La surprise de Gaby le charme. Après tout, Fab, dans toute sa décontraction, dans toute sa spontanéité, avait déplu à beaucoup d’individus dans sa vie, ou pire, les avait complètement effrayés. Toutes ses fois où il avait été repoussé, rarement en avait-il gardé un souvenir âpre, habituellement davantage amusé par les craintes et parfois les paniques de ses interlocuteurs. Il assume cette douce démence qui saupoudre sa personnalité... C’est exactement ces pinceaux de fougue irréfléchie, qui lui donnent l’impression d’exister, qui font de lui un viveur. Le regard avec lequel il fixe Gaby est intense, à la fois désespéré et confiant. Son souhait d’action demeure à ce jour irrésolu. Que manque-t-il afin que toutes les pièces du casse-tête se positionnent, s’agencent entre elles et fassent de sa vie, une réalité valant la peine d’être vécue? Par une curiosité des plus indéchiffrables, quelque chose lui suggère qu’une déroute spontanée avec Gaby est la clef à ses réflexions noires. Si même cet élan du cœur ne le guérit pas de sa déprime, suite à tant de vices, à tant de passions, à tant d’essais inconcluants, que pourrait l’extirper de cet oblomovisme latent?

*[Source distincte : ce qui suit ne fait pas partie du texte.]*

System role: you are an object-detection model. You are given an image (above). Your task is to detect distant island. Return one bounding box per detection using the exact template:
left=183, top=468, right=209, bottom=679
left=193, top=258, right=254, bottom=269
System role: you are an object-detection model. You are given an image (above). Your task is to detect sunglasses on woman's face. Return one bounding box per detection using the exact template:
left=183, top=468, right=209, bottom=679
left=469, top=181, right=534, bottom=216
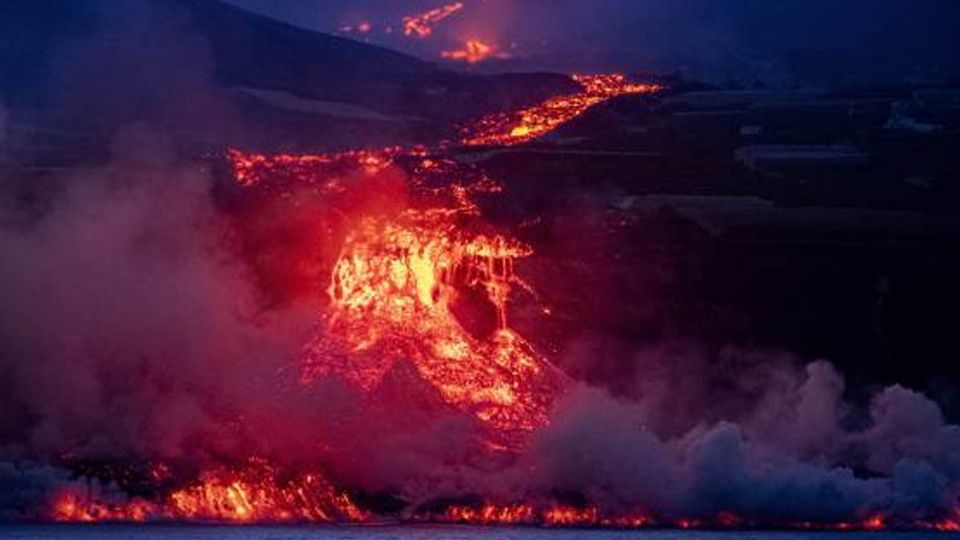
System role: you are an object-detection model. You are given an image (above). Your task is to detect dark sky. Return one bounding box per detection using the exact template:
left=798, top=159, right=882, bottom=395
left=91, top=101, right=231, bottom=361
left=221, top=0, right=960, bottom=80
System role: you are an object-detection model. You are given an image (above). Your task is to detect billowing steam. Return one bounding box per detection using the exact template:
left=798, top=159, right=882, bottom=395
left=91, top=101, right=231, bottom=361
left=0, top=0, right=960, bottom=526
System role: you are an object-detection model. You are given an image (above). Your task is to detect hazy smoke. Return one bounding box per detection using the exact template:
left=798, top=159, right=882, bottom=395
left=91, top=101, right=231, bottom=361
left=0, top=0, right=960, bottom=520
left=529, top=362, right=960, bottom=522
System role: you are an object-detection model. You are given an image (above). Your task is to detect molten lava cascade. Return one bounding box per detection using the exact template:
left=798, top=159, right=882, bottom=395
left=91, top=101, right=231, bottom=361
left=262, top=149, right=564, bottom=431
left=41, top=76, right=960, bottom=532
left=461, top=75, right=661, bottom=146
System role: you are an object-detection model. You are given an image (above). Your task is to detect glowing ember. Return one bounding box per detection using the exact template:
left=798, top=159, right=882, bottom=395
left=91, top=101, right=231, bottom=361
left=461, top=75, right=661, bottom=146
left=441, top=39, right=504, bottom=64
left=51, top=460, right=368, bottom=523
left=403, top=2, right=464, bottom=39
left=288, top=154, right=565, bottom=430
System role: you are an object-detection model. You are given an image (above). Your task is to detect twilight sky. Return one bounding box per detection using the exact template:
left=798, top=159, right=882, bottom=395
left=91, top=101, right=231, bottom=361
left=221, top=0, right=960, bottom=80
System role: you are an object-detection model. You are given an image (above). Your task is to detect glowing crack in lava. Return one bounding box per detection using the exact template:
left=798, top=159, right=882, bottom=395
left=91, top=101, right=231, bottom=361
left=461, top=75, right=661, bottom=146
left=265, top=150, right=566, bottom=432
left=403, top=2, right=464, bottom=39
left=440, top=39, right=505, bottom=64
left=51, top=459, right=368, bottom=523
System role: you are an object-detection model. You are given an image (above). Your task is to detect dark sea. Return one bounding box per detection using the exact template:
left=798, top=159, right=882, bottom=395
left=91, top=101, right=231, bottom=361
left=0, top=525, right=960, bottom=540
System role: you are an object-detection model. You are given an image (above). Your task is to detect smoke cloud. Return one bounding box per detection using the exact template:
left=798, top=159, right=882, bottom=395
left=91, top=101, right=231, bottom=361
left=0, top=0, right=960, bottom=522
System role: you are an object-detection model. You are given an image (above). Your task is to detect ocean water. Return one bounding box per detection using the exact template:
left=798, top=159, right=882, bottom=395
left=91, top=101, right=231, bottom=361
left=0, top=525, right=948, bottom=540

Certes, son insistance muette apparait bruyamment à l’oreille de la sœur de sa jeune amie. Toutefois, Fab est un passionné, d’autant plus un dérangé. Nonobstant cette apparente démence, il demeure néanmoins tout sauf dangereux. Enfin, la seule personne risquant sa vie en le côtoyant s’avère sa propre personne. C’est le prix qu’il s’enchaine à payer, quotidiennement, afin de fuir ses démons, d’alléger ses pensées des souvenirs étanches de ceux dont la disparition, temporaire ou définie, le heurtèrent il y a quelques années. Parmi tous ses fantômes, Cassie est celle qui remonte le plus souvent à la surface... Il doit trouver une autre Cassie, une autre raison de vivre. Pour cet instant, une aventure avec Gaby est cette raison, son but ultime, car il ne peut se permettre de voir plus loin. Quant à la possibilité que l’un d’eux soit hanté par des désirs meurtriers, Fab détient la réponse parfaite à cette crainte, ce frein de vivre.

« Don’t you think that thrill, this uncertainety is what makes us wanna get up in the morning? Isn’t that the thing that makes you wanna live? »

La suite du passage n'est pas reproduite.